If Nathan wants to keep doing stupid things-- if he believes I'm as free as he is-- Ben and Shannon both, in their own way, are so afraid of me doing a stupid thing that sometimes I'm around either of them and it feels like I'm wearing a collar n' leash too tight and it keeps getting yanked around every which way (and then Walt steals it from both of them and gives it such a tug I nearly fall over).

I wanted to do all this for Ben. I wanted to help get him the position he's in now. I thought it'd make things easier for the both of us, even if it gave us extra work. Instead he's nearly as stressed as I am, it seems, but when he's stressed he doesn't seek me out. Sometimes he goes completely radio silent for awhile, even. We both told each other earlier this year that we'd try our best to talk to each other, be honest with each other, but there's so much now I can't be honest about and it's not like he's talking to me either. Sex is still amazing, when it happens. When we're in the thick of it, whether it's making love or something more rough n' raunchy, I know Nathan could never give that to me. I'd never trust him with it, even if he knew even a little more what he was doing. I remember how it felt in my kitchen. I remember that first time in the hotel, how forward he was, trying to get something more out of me than I felt like giving. It made me anxious, but I also just couldn't buy it. Like he was being rough 'cause he knew there was something still so boyish about him he had to try and hide (which just makes it more obvious... its like when he had that silly mustache). Of course, I know he'd never buy me trying to fuck him, either. --Not that I would, especially right now, when it could literally kill him.

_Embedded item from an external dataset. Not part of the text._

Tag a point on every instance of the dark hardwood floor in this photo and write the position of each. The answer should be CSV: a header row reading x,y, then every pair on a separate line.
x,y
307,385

Ben gives me so much of what I know Nathan can't give me, but at the same time, it never feels like enough, and that makes me feel like the worst piece of shit I can think of. He's done so much for me. I feel so safe with him. And I still can't fucking help but be selfish. What the fuck is wrong with me.

*

[55]The usual for the jeans... yes, sweetheart, we know you're a shower, not a grower, thank you; then again at least he wasn't stuffing his pants TOO much in the old days. Still some though~! Oh, that could be fun to tease him about, if it gets to that... ugh, I shouldn't even be fantasizing like this. SO stupid. Ugh.